Orco's legal battle heats up
The French real estate developer alleges market manipulation
Posted: July 8, 2009
By Claire Compton - Staff Writer | Comments (0) | Post comment
Real estate developer Orco has taken another defensive step against what it sees as unfair attacks from minority shareholders in the Czech Republic and abroad, as the company struggles to reorganize itself under the protection of French courts.
Orco Property Group, based in France, filed a complaint with the Paris public prosecutor and the Autorité des Marchés Financiers - France's independent financial market regulatory agency - that alleges "publishing false or misleading information and share price manipulation." The complaint requests an investigation to be launched in order to "put a stop to these campaigns," according to a press release from Orco.
The perpetrators have yet to be accused. However, Orco has made clear who it suspects, as evidenced by the defamation lawsuit filed in the Prague City Court by founder, CEO and President Jean-Francois Ott against Luboš Smrčka and his organization, SOS Orco, a minority shareholder organization that has challenged Orco's leadership. The company also submitted a request to the Czech National Bank to investigate the actions of Smrčka and SOS on the grounds of potential market manipulation.

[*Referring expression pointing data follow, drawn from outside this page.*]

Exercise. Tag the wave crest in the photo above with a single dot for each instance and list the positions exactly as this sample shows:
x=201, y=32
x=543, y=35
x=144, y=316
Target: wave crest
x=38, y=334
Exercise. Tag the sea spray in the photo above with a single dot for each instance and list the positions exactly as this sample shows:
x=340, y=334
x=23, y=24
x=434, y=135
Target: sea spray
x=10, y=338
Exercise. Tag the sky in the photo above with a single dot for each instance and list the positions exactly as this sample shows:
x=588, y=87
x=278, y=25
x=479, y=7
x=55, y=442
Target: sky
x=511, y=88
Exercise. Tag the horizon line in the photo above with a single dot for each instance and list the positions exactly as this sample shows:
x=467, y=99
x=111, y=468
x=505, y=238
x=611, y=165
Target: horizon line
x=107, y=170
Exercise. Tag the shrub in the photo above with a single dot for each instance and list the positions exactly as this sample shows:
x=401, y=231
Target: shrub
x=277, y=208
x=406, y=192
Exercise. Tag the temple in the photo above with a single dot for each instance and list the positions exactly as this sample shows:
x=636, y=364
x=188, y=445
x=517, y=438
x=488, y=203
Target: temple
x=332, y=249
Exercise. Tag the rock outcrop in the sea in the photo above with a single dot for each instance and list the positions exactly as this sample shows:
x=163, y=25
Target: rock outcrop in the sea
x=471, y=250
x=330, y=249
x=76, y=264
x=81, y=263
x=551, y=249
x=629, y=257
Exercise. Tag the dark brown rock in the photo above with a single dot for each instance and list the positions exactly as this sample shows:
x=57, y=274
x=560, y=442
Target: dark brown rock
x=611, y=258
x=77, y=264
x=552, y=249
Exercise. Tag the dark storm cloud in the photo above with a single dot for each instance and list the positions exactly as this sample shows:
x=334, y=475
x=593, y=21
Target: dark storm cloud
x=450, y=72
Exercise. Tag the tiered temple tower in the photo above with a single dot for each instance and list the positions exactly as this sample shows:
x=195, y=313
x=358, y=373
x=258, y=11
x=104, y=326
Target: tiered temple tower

"While Smrčka and SOS purport to represent the interests of a sizeable percentage of Orco's minority shareholders, Orco questions how many shareholders they actually represent, and whether their goals and interest are aligned with those of Orco's other shareholders," a press release from the company stated.
Also suspected by the company, according to a source connected to Orco, and reported widely in the Czech press, is James Woolf, a British entrepreneur and owner of Flow East, a company that owns three buildings on Wenceslas Square and claims to have more than 1,500 projects. Woolf has joined forces with SOS Orco, which currently claims to represent 14 percent of shareholders, and has been blunt about his aspirations.
"We are now looking for support among shareholders," Woolf told the daily Hospodářské noviny June 4. "We will seek changes in the management in which I could participate - let's say, [in] the post of chief executive."
Woolf added that the company will need to be downsized in order to bring back liquidity into the firm.
The actions filed by Orco in both the Prague and Paris courts are attempts to protect the share values on both the Paris and Prague stock exchanges on which Orco is listed.
"These repeated attacks are part of destabilization campaigns designed to put off potential investors while allowing the perpetrators to buy Orco shares at unusually favorable prices," the July 1 Orco release stated.
The company said that, in France, the alleged attacks have come from financial market Web sites and, in the Czech Republic, from published information that was "misleading."